Following Professor Park, Dr Anne-Kathrin Fett from City, spoke about the eighteen-year course of cognitive functioning in psychotic disorders following findings from the Suffolk County, NY longitudinal study.

While patients commonly express cognitive problems, little is known about the long-term course of the condition. Therefore this work aimed to establish how things change over time. The research showed most severe cognitive impairments in the schizophrenia spectrum, compared to other psychotic conditions, but similar cognitive declines across psychotic disorders.

The magnitude of declines was generally in line with findings in the general population, however some cognitive domains, such as executive function, verbal knowledge and fluency the decline in different psychotic disorders was seen to exceed normal age associated decline. In terms of predictors of decline there was no consistent pattern, and as Dr Fett emphasised it's important to find out how the findings translate to functioning and also the development of cognitive interventions that can reduce and/or slow decline in cognitive function that precede or exceed normal ageing.

Following Dr Fett, Dr Francesco Rigoli from City spoke discussed his recent research into the area of novelty processing during decision-making in schizophrenia.

Recent studies by Dr Rigoli and colleagues has shown that during decision-making people with schizophrenia are more novelty seeking, in other words they are more attracted by novel objects, people, and situations. As novelty correlates closely with hallucinations, the results suggest that novelty over-attracts patients and that deficits in processing the value of novelty may be involved in aberrant salience, a model which proposes that psychotic symptoms first emerge when chaotic brain reward transmission leads to the attribution of significance to stimuli that would normally be considered irrelevant. It is thought to be one of the key factors in schizophrenia.

Dr Corinna Haenschel, Director of the Centre for Psychological Wellbeing and Neuroscience, then discussed the influence of early visual processing on working memory performance and its dysfunctions in schizophrenia. Working memory is one of the core deficits in schizophrenia and is linked to poor social and independent function. As a result, current studies are looking at what visual processes contribute to such working memory deficits.

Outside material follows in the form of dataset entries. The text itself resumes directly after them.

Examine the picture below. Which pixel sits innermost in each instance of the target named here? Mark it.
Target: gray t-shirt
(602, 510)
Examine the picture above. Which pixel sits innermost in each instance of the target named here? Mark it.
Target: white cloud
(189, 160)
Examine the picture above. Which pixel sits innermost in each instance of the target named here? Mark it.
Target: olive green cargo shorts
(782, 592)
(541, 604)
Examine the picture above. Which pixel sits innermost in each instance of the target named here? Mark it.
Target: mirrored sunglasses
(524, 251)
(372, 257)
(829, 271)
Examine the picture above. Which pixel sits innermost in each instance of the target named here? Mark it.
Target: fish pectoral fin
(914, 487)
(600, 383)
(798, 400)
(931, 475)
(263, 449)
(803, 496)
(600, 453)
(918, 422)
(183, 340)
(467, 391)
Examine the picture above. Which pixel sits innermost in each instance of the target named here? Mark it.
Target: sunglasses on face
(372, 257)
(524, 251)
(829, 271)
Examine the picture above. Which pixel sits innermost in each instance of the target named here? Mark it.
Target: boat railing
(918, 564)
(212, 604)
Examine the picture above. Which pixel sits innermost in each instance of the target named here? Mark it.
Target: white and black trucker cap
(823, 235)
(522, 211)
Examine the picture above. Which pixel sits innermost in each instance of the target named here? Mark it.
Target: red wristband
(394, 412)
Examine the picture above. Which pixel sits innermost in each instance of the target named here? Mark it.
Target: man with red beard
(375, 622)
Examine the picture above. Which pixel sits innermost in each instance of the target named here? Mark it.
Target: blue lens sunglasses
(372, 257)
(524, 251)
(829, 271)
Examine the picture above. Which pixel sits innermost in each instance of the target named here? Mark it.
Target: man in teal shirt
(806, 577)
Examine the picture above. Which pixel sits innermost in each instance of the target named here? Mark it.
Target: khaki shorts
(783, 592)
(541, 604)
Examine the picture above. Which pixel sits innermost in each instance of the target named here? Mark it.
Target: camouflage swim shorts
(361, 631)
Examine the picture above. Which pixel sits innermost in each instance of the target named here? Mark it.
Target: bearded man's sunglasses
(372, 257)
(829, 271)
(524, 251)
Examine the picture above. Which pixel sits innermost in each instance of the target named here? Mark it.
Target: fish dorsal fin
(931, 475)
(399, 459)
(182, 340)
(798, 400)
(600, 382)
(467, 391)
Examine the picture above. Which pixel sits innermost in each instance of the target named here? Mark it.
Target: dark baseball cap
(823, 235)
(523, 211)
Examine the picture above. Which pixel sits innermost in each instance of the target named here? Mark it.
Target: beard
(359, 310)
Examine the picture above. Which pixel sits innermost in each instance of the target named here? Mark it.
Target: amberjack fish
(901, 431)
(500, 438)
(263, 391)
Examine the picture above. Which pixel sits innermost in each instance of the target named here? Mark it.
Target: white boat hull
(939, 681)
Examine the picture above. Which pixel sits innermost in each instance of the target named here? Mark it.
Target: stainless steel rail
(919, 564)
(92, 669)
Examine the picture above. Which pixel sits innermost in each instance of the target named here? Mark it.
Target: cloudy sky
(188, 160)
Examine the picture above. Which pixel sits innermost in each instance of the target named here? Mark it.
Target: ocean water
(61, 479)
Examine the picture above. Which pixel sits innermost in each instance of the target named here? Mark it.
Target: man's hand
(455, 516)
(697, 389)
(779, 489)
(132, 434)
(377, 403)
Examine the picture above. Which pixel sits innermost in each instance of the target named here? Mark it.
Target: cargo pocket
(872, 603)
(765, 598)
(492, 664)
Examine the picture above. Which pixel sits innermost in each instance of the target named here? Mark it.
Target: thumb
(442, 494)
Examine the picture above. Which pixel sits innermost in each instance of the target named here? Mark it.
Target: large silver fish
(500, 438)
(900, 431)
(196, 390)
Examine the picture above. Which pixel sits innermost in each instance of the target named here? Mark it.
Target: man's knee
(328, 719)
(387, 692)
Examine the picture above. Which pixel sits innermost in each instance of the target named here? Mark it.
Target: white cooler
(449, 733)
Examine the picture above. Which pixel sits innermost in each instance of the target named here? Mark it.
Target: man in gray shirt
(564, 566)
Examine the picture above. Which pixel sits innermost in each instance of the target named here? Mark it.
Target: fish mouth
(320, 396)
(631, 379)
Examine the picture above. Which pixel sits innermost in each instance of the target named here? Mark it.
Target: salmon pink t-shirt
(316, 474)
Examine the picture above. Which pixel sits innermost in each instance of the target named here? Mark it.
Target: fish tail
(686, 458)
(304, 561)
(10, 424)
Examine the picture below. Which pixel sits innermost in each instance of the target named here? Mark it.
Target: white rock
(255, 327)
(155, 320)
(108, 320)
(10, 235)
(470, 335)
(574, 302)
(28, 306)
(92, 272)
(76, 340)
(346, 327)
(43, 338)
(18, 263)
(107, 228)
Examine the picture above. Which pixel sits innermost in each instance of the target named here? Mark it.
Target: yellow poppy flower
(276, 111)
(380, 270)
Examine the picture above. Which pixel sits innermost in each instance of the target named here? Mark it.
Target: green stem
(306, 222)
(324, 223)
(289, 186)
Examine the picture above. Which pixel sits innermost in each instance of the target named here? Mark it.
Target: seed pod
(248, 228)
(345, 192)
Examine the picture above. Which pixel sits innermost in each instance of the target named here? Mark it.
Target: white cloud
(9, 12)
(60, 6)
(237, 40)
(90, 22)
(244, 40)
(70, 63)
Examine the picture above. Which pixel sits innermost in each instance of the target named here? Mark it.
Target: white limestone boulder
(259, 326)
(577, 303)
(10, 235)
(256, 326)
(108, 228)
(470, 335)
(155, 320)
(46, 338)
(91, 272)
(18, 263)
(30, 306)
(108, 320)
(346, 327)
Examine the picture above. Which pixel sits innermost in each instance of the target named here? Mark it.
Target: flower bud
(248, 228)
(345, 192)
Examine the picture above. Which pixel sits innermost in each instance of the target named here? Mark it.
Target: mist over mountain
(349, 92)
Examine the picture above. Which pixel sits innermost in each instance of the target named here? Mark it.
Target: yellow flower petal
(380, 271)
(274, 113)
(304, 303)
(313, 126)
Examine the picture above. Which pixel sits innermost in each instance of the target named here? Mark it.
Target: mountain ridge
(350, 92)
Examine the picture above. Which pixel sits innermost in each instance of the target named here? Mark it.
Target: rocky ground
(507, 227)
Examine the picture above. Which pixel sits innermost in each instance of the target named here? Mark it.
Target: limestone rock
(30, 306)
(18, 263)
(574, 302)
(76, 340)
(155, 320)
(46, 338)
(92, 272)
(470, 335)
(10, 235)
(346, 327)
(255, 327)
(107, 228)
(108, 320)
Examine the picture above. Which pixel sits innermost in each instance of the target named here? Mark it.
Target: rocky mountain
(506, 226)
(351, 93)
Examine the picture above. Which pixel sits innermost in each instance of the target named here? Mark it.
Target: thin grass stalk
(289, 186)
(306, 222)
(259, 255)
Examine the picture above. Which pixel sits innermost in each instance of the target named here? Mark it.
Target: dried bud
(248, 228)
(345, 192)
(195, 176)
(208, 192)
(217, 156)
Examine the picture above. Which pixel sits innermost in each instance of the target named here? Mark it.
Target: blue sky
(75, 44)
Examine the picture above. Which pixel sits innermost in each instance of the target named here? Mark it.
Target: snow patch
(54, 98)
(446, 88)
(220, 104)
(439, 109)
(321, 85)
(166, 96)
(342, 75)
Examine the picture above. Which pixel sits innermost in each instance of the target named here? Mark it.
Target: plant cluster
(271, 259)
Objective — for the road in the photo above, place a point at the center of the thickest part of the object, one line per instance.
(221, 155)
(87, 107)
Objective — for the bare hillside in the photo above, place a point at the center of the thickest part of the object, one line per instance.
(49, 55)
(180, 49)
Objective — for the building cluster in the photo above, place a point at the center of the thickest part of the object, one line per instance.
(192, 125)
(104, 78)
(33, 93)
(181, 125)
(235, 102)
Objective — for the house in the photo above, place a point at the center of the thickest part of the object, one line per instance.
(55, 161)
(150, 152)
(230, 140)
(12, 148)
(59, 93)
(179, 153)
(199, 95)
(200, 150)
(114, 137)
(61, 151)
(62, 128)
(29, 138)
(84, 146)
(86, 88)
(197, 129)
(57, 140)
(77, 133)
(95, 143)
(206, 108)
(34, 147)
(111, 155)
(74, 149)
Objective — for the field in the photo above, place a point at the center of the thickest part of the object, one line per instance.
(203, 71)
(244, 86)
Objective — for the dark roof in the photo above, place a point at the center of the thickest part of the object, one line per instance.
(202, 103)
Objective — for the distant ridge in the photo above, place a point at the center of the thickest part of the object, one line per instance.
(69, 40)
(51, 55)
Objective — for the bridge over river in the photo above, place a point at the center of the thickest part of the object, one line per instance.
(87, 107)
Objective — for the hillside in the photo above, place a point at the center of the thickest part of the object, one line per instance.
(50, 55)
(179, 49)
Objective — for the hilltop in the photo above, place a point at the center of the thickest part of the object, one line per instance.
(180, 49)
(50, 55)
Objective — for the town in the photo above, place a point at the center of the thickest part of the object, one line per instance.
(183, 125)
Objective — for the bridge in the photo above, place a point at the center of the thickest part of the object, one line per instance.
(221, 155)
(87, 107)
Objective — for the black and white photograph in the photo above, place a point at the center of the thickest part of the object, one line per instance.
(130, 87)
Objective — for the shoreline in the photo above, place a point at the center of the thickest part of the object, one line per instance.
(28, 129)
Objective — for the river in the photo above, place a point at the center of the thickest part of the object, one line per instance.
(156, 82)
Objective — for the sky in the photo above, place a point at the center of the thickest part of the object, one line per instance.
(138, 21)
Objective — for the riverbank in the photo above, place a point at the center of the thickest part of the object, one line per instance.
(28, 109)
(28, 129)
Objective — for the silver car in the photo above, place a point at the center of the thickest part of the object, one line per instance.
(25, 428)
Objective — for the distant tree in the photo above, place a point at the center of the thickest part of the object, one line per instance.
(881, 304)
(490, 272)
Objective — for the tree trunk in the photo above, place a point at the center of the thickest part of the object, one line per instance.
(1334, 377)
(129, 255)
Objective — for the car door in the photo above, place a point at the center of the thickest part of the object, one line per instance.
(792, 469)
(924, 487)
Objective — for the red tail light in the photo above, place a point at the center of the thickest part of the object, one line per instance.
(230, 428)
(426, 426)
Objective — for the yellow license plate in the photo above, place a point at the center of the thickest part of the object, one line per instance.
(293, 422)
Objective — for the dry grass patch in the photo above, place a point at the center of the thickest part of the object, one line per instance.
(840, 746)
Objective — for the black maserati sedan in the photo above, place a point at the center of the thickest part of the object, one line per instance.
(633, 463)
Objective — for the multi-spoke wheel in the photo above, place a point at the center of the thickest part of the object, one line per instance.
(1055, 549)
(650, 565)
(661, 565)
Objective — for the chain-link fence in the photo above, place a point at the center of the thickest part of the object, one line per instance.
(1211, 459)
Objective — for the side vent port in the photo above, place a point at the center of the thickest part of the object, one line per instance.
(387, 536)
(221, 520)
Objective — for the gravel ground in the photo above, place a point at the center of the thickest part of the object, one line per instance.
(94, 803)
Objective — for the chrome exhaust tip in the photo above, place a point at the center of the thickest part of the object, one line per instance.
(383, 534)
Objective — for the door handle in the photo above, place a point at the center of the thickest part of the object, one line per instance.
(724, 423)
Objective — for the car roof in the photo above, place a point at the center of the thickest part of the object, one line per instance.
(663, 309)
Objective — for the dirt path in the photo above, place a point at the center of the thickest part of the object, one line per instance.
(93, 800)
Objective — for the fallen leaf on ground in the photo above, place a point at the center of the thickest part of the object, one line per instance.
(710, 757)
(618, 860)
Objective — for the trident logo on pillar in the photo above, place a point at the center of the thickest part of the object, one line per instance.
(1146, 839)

Dr Haenschel’s work has shown early visual processes have an effect on working memory, and as a result visual impairment may provide a bottleneck for working memory dysfunctions. It was also suggested that improving visual problems may also improve working memory and day-to-day functioning.

Lastly, Dr Danai Dima from City spoke about connectomics and genetics in psychosis and how advances in genetics have enabled researchers to conduct genome-wide association studies for schizophrenia.

Recent studies have suggested that there may be both clinical and biological links between autism and schizophrenia. In particular, Dr Dima talked about how such ‘polygenic liability’ for autism and potentially schizophrenia is associated with changes in grey matter concentrations across the brain.

According to Dr Dima, the polygenic risk score – which helps provide predictions for a certain trait inheritance - for these two disorders are not correlated, indicating that although both reflect commonly occurring genetic risk factors, these loci – or location of certain genes - are not shared between these disorders.

Autism in particular develops early in life and is associated with severe neurodevelopmental symptoms, including brain structural changes. As a result, Dr Dima spoke about how the genetic risk for autism might be associated with relatively large changes in brain structure even in individuals not expressing the illness.

That the pattern of associations was widespread across the brain, as expected, supports the use of a multivariate approach to detect these patterns of changes in grey matter, she said.

Following the talks, guests - including a Community Mental Health Advocate from the mental health charity Mind - praised the event, highlighting how it was very accessible and informative.